You really need to be generating the pdb files and storing them in a symbol server. If you want to view the source code associated with it, store that as well. For every build you want to be able to debug. I used to store it for all builds, and clean up later, because internal builds sometimes crashed in QA. If you don't.... you'd better get good at reading x64 mnemonics... 😜 Mike On Fri, 1 Sept 2023, 08:15 Greg Keogh via ozdotnet, <ozdotnet@ozdotnet.com> wrote:
Folks, it's Friday and I have an anecdote to share before I return to today's coding fiasco. I'll just tell you what happened and try to avoid making judgements, I'll leave that to you.
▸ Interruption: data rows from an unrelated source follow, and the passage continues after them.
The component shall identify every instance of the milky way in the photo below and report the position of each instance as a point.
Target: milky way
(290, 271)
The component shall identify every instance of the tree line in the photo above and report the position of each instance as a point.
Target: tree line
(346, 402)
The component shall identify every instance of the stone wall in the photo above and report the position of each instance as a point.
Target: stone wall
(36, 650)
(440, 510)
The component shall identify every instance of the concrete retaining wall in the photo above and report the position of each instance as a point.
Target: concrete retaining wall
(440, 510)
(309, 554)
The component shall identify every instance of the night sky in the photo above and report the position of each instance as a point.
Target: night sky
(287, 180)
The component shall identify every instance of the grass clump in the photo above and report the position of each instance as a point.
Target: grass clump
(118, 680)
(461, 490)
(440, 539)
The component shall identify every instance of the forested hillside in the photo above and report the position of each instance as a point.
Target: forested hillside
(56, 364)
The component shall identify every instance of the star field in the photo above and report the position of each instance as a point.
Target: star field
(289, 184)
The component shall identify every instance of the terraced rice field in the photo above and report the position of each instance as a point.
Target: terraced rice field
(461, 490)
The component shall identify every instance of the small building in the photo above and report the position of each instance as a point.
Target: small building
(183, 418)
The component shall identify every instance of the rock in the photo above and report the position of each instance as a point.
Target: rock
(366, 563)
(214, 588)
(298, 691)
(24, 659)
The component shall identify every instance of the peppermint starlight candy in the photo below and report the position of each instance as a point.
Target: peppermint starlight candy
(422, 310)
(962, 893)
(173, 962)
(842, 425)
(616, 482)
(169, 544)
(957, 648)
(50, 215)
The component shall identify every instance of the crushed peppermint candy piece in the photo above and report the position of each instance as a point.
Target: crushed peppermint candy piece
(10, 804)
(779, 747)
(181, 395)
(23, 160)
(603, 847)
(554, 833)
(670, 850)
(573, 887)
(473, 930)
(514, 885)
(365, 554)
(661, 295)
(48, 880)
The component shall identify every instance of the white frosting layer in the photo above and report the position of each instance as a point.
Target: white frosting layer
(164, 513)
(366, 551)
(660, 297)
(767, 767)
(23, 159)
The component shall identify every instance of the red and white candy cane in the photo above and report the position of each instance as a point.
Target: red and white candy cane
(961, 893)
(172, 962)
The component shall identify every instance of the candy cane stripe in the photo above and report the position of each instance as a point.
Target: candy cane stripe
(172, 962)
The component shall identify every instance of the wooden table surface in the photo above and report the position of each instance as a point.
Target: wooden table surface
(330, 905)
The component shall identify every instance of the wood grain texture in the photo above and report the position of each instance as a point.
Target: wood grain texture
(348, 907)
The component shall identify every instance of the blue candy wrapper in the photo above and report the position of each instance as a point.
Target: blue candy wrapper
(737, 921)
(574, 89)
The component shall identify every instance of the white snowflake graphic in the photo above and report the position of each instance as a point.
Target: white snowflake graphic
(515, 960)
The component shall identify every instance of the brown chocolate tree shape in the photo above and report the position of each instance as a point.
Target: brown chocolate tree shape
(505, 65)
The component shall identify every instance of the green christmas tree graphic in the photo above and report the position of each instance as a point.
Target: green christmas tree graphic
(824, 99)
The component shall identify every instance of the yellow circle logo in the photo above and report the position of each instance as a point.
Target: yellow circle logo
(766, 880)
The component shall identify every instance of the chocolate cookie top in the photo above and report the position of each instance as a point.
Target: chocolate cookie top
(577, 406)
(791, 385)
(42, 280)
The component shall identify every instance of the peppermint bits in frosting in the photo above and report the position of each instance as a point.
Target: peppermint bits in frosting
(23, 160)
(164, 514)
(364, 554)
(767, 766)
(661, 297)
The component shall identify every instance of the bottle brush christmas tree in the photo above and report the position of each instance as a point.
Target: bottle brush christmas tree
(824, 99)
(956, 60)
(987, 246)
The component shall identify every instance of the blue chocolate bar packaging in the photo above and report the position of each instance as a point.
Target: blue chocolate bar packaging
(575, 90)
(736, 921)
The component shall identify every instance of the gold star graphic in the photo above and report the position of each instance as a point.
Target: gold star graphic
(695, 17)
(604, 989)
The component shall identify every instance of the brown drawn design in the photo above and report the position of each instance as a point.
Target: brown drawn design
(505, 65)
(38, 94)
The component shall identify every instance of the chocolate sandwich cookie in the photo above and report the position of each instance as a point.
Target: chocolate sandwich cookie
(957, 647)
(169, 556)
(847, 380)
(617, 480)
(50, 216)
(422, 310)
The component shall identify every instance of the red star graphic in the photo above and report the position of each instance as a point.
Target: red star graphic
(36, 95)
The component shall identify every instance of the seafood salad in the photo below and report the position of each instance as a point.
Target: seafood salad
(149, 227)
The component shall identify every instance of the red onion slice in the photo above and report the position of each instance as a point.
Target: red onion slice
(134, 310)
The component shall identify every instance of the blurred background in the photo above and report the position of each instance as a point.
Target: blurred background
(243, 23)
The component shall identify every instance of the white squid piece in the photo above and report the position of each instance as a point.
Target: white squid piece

For about 4 years we've had an Azure hosted Web API/service driving a moderately complex Blazor app and some other smaller clients. The service hosted a C++ library that did the heavy lifting of generating cross-tabulation reports. The trouble was, that the service would randomly crash deep inside the C++ dll and it would leave no useful diagnostic evidence, usually just a hint about some kind of memory access violation. It would never crash in testing, only in Azure. I presume here is a way to diagnose this sort of crash in Azure hosting, but you probably need the minidump and symbol files out of the C++ compile, I'm not exactly sure, as I just couldn't face the toil, and by great luck it was due for replacement anyway. Some very large US companies were suffering from the crash interruptions and there was a serious risk that we could lose their business.
The lucky part is that the huge C++ codebase was already being rewritten in C#, so we went into a frenzy of continued conversion and testing, and the C# replacement is now about 90% rolled-out. and guess what?! ... The random crashes are gone and one customer even sent us a message of thanks for the new reliability.
We did have a few small unhandled exceptions, but I simply went to the Azure portal logs and the stack trace pointed us straight to the problem point. We could usually publish a fix within half an hour.
So years of random C++ crashes were completely cured by a C# rewrite.